By all accounts, there will be plenty of homes to choose from. The city of Ontario began receiving applications from homebuilders shortly after annexation and has since approved a dozen plans covering 3,377 acres, including 11,225 single-family residences and 6,132 multifamily units, said Scott Murphy, executive director of the economic development agency of the city of Ontario. Also approved were 1.5 million square feet of commercial space and 5.15 million square feet of industrial space.
By the time Ontario Ranch is built out, some 165,000 people are expected to be living there, in addition to the 170,000 residents of Ontario overall, according to statistics gathered by data analytics firm Data USA.
Drawing the buyers in
Given how tight inventory is across Southern California, the buyers in Ontario Ranch aren’t coming from very far away.
About 30 percent of buyers at the Seville at Park Place development are from L.A. and Orange counties, said Joan Webb, chief marketing officer for the developer, New Home Company. She is also seeing buyers from neighboring communities such as Chino, Corona and Eastvale.

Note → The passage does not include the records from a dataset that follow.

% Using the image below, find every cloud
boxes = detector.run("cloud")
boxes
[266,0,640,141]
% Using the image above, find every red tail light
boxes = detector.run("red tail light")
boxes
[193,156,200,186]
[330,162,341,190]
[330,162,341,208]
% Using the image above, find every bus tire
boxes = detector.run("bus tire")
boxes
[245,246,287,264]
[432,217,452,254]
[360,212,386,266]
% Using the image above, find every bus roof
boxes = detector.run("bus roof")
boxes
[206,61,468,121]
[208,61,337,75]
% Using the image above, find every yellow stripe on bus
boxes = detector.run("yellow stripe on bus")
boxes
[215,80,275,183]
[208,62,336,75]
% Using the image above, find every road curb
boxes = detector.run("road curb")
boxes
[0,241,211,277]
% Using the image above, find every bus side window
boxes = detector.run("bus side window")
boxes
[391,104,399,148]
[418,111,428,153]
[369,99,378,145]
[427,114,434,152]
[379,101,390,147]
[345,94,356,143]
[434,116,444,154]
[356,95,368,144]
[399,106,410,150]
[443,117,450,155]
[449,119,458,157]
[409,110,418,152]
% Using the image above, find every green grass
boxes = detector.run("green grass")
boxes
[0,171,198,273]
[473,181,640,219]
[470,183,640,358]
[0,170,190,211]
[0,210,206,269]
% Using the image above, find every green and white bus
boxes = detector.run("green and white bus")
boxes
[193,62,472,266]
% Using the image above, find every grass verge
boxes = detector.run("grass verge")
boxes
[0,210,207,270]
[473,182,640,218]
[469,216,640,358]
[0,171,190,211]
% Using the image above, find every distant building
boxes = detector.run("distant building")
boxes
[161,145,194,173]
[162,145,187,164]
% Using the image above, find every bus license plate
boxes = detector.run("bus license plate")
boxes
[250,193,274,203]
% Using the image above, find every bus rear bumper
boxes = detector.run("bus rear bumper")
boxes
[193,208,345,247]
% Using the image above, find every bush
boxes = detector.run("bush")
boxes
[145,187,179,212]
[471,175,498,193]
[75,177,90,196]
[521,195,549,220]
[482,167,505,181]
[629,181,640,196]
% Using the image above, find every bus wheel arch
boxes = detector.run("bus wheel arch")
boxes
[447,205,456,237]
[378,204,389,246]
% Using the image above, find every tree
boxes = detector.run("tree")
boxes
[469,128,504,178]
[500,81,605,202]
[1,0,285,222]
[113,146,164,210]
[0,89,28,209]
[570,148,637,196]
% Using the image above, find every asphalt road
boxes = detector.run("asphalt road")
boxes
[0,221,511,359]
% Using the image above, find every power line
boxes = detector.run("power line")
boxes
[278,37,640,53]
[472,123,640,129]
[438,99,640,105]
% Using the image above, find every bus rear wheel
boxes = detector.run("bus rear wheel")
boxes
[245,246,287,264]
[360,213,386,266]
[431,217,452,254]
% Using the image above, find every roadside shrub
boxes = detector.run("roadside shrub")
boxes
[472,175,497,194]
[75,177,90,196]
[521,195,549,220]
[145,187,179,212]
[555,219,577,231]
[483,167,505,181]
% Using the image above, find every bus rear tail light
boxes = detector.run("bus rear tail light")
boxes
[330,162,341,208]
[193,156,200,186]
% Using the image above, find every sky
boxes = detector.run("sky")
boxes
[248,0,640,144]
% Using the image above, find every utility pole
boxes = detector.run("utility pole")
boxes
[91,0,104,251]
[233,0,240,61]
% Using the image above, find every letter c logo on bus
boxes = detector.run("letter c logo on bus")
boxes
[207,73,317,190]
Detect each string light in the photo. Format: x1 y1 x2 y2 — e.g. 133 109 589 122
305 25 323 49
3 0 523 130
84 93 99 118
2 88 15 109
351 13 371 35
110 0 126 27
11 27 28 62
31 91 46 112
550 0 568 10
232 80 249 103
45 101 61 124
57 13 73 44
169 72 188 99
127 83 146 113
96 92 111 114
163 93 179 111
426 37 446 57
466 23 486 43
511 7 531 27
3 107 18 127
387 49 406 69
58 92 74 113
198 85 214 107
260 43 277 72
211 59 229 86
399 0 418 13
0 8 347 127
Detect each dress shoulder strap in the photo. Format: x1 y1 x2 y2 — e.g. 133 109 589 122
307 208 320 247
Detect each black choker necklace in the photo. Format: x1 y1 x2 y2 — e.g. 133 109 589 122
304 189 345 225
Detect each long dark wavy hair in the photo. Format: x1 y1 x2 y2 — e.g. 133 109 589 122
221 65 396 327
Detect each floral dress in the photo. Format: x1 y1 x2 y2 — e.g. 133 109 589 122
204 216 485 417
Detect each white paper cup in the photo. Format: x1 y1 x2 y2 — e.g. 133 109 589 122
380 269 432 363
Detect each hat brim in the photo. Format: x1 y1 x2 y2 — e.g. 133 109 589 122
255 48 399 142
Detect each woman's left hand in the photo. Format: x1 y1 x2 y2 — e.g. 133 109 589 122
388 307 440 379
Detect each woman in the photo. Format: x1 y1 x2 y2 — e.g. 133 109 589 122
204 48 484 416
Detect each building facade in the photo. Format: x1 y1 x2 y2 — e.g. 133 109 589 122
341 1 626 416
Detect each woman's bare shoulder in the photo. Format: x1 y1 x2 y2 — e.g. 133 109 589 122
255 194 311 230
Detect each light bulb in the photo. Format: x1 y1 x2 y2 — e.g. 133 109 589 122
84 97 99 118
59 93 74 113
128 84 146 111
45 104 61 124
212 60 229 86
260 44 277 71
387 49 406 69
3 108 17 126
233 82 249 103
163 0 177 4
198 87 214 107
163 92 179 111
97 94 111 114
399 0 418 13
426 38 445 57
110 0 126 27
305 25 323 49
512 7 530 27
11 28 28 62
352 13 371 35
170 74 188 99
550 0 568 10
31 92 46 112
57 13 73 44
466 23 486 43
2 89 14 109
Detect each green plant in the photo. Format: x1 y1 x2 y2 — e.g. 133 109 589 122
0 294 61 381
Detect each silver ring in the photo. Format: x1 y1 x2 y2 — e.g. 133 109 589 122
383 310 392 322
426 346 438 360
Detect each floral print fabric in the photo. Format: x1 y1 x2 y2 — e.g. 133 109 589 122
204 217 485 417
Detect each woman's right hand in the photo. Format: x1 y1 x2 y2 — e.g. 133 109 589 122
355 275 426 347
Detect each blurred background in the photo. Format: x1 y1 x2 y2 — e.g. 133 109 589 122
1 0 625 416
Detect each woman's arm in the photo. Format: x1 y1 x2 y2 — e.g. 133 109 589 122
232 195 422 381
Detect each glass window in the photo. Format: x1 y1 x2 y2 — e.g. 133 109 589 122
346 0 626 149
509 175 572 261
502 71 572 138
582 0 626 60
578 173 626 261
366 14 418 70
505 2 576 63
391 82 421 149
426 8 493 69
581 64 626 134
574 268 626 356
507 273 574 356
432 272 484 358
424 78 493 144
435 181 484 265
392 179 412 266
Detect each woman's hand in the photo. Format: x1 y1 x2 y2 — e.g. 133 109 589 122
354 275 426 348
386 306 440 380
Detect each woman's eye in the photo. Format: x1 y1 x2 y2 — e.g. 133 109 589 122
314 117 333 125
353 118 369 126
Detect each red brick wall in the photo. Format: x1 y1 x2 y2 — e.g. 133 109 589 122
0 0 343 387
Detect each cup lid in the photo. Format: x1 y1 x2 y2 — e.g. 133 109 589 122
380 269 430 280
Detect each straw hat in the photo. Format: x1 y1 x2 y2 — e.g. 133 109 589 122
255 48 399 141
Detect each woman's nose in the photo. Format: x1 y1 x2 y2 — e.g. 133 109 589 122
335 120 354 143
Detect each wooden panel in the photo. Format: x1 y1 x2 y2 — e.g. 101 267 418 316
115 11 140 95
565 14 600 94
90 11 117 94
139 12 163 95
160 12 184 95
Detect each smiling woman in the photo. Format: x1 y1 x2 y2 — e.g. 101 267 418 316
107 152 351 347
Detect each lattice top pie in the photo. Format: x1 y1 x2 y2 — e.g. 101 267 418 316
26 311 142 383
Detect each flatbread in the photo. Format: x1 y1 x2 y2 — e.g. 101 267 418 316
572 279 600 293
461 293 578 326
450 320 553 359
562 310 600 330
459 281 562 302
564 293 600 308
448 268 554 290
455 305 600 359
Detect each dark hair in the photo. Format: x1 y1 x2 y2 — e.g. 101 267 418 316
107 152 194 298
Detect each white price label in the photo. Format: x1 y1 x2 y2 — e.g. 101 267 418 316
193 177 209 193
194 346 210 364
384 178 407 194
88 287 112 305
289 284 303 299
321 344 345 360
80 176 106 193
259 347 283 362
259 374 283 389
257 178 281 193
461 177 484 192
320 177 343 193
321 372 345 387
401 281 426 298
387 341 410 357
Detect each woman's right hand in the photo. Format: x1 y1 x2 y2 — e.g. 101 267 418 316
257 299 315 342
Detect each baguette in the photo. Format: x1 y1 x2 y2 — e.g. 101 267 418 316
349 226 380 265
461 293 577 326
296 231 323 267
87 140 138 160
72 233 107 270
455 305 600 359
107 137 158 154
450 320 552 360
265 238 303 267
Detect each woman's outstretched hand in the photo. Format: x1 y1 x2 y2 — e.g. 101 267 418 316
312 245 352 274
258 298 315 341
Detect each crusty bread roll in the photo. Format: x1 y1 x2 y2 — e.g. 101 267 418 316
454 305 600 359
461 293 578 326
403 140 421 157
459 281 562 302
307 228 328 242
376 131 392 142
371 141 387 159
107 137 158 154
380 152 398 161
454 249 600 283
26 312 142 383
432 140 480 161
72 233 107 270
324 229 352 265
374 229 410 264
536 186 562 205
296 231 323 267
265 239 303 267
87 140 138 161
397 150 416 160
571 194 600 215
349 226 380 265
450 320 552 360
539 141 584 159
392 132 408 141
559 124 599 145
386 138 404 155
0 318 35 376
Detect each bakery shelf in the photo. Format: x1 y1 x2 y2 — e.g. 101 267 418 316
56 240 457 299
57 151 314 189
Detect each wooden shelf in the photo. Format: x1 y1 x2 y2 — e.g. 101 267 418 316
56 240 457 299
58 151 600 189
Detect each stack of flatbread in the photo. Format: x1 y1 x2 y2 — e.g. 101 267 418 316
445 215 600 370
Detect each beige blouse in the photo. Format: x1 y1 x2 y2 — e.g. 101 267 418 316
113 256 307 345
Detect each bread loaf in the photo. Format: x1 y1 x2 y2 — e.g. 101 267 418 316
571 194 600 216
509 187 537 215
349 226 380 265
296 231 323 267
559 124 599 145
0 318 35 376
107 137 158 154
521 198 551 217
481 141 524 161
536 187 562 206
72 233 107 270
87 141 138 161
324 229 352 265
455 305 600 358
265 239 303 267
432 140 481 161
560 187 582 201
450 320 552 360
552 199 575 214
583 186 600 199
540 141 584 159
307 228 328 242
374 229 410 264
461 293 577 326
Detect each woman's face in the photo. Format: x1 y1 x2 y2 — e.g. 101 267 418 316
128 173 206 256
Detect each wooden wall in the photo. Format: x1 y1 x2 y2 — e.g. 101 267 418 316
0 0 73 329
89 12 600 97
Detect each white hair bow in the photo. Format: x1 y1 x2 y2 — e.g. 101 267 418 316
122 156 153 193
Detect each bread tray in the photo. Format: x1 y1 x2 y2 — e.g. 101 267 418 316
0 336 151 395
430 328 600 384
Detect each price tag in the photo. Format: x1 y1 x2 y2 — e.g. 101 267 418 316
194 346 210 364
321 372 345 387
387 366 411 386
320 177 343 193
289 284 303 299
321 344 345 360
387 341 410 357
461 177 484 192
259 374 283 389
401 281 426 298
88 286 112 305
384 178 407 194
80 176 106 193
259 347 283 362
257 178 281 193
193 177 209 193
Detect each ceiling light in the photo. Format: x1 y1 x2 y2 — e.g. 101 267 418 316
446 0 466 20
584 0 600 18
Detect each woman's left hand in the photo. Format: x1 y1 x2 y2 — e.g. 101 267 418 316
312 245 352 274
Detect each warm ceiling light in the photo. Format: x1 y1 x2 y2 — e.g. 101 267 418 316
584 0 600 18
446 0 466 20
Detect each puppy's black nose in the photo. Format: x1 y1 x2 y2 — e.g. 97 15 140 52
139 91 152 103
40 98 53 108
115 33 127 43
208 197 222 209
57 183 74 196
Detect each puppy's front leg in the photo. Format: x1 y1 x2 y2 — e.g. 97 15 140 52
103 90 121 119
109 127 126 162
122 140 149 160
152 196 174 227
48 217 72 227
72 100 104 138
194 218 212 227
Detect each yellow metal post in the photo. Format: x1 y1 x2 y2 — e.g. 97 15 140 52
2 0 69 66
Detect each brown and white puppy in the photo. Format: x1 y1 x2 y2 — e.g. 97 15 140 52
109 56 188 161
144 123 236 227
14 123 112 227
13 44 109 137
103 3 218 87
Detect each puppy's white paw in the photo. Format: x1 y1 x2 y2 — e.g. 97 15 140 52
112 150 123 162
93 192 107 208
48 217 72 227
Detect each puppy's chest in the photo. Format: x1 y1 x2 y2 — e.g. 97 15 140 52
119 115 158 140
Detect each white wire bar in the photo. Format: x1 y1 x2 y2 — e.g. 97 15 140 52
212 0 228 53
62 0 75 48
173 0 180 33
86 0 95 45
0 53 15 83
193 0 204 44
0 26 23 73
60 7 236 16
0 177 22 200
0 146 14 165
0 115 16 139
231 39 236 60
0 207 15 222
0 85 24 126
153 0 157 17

Currently under construction with a projected completion date of late 2019, Seville is the Orange County-based company’s first neighborhood in the Inland Empire.
“The location of Ontario Ranch is one of the best compared to other inland areas in terms of quality access to both Orange and L.A. counties,” she said. “Minimizing one’s commute is central to quality of life.”
Many of the new residents come from such L.A. County areas as Diamond Bar and Walnut. Webb said the buyers may have heard of Ontario Ranch through New Home’s digital media marketing, which includes Facebook and Instagram ads. “In addition, we are launching an outreach program that will be promoting the benefits and attainability of home ownership by comparing costs of monthly rents to average monthly mortgages at Seville,” said Webb.
When Seville at Park Place is complete, there will be some 75 detached single-family homes, some as large as nearly 3,000 square feet in size, priced from the mid-$500,000s. Residents will have access to a 14,000-square-foot clubhouse that will offer a junior Olympic pool, cabanas, a spa and a theater. A six-acre park will have an amphitheater, bandstand and tennis and basketball courts. Some homes will be move-in ready by this summer; Webb said that the company has been seeing “higher than expected sales pace.
“We believe some of our most significant growth opportunities lie in the [Inland Empire] region, which is why we are making major investments there,” Webb said. “The market fundamentals of job growth, good schools, safe neighborhoods … make for a positive real estate environment.”